5 Young people were influenced by what they learned at home, in school, and in church. As a result, with their emphasis on loving, accepting, and esteeming themselves, they became more concerned with defending their own thoughts, feelings, and internal reverie than on exploring the world outside themselves and advancing in knowledge and wisdom.
6 By the time young people became adults, they were well-versed in maintaining self-esteem and resisting all criticism, including self-criticism. They were also more forceful in expressing their opinions and more inclined to demand that others respect those opinions as unquestionable truths. That demand had little chance of being met, of course, because other people regarded their own opinions as unquestionably true and therefore had little interest in other people’s opinions.
The combined effect of these emphases on self-esteem was to ignore the traditional emphasis on self-examination, self-knowledge, and self-improvement. That emphasis had been based on ages of experience and insight. Confucius said, “To know that we know what we know, and that we do not know what we do not know, that is true knowledge.” Lao-Tzu said, “He who knows others is wise, but he who knows himself is enlightened.” Socrates said, “The unexamined life is not worth living.” Aristotle said, “Knowing yourself is the beginning of all wisdom.” And (jumping past many centuries) Scottish poet Robert Burns lamented that we really don’t know ourselves, writing that if only we had the gift of “seeing ourselves as others see us” we would be freed of  “many a blunder . . . and foolish notion.”
Today, millions of people scoff at this ancient wisdom. They believe that knowing oneself is automatic and takes no conscious effort, so it is impossible to be dishonest with themselves or unaware of their tendencies, intentions, or habits. That foolish belief breeds unreasonable confidence in their opinions and intolerance of those who do not share them.
Such people live with the delusion that anyone who disagrees with them is not only wrong but intentionally, maliciously wrong, and therefore an intellectual danger to them. So, they watch only news channels and read books that mirror their perspective on issues. And when they engage in conversation with others, they listen only long enough to determine whether those others are friends or foes. If they decide “foes,” they don’t ask why the others think as they do and what information they base their views on. Instead, they become angry and raise their voices in denunciation of the others. All this without considering that the others’ viewpoints might have a measure of merit or that they themselves might be mistaken.

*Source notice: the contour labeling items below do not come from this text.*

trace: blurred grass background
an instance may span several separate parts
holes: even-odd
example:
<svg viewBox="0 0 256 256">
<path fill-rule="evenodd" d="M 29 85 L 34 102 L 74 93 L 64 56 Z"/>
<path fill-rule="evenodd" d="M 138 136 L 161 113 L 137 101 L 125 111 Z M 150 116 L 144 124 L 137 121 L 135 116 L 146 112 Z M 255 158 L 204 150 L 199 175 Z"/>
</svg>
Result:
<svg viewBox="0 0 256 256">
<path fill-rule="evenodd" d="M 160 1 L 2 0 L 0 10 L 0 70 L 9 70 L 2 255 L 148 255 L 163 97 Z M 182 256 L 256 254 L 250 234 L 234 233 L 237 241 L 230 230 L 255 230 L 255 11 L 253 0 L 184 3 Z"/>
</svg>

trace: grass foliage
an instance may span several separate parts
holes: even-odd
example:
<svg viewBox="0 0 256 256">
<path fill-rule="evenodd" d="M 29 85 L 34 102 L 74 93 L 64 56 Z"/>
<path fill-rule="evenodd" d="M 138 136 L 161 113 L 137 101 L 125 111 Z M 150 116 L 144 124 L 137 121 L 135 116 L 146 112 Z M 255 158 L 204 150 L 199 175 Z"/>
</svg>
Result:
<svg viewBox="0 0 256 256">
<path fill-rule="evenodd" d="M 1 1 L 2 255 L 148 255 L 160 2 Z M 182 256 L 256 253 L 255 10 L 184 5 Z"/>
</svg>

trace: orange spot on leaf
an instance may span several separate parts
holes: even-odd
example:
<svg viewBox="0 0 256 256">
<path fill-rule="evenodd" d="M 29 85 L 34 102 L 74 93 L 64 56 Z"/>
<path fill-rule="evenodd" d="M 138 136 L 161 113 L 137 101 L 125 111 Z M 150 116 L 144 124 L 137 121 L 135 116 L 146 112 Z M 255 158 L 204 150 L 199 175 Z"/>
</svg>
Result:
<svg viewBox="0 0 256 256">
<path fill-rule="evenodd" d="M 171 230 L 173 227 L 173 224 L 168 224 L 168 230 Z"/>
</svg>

Worst of all, such people never think to examine their habits of mind for soundness or consider their vulnerability to error, and therefore are unlikely to overcome their anger.

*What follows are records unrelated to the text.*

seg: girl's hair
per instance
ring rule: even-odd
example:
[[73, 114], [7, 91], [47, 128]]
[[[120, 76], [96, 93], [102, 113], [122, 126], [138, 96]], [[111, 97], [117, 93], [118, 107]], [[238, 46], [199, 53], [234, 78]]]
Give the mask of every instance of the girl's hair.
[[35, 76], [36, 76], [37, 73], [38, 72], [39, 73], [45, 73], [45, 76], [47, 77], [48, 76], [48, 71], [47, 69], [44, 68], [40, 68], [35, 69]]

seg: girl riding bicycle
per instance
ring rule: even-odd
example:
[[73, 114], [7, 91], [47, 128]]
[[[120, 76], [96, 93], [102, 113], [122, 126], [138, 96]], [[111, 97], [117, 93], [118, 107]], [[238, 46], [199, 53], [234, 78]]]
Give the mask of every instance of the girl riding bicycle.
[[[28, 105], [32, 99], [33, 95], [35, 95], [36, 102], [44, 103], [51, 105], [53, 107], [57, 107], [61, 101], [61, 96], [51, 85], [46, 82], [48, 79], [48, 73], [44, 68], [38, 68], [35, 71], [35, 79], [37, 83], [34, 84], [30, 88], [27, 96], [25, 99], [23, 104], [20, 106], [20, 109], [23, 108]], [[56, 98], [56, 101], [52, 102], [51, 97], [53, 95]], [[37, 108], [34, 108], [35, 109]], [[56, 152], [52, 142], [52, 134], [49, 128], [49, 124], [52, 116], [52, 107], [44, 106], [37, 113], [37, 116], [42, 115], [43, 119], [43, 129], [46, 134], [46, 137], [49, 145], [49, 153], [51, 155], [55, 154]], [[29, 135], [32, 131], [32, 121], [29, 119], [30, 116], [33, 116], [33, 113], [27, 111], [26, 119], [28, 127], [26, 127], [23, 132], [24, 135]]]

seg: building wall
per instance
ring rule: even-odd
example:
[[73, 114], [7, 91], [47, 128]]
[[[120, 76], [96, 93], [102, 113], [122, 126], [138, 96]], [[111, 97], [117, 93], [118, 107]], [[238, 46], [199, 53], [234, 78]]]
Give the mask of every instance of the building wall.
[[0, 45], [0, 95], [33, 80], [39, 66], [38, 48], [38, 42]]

These people can be found throughout our society—in school classrooms, business offices, restaurants, theaters, on public transportation, in public squares, churches, and even around family dinner tables. They may express their anger alone or in groups. It can be triggered by any subject of conversation, especially politics and religion. (Intermittent Explosive Disorder, of course, can manifest itself without a trigger.)
There is no way to tell with certainty how many incidents of violence and property destruction have been caused by the six developments noted above. Nor can the breakdown of families or the inability of elected officials to cooperate with one another be definitively traced to those developments. But both kinds of social disruption are at very least aggravated by them. And we are all the poorer for that.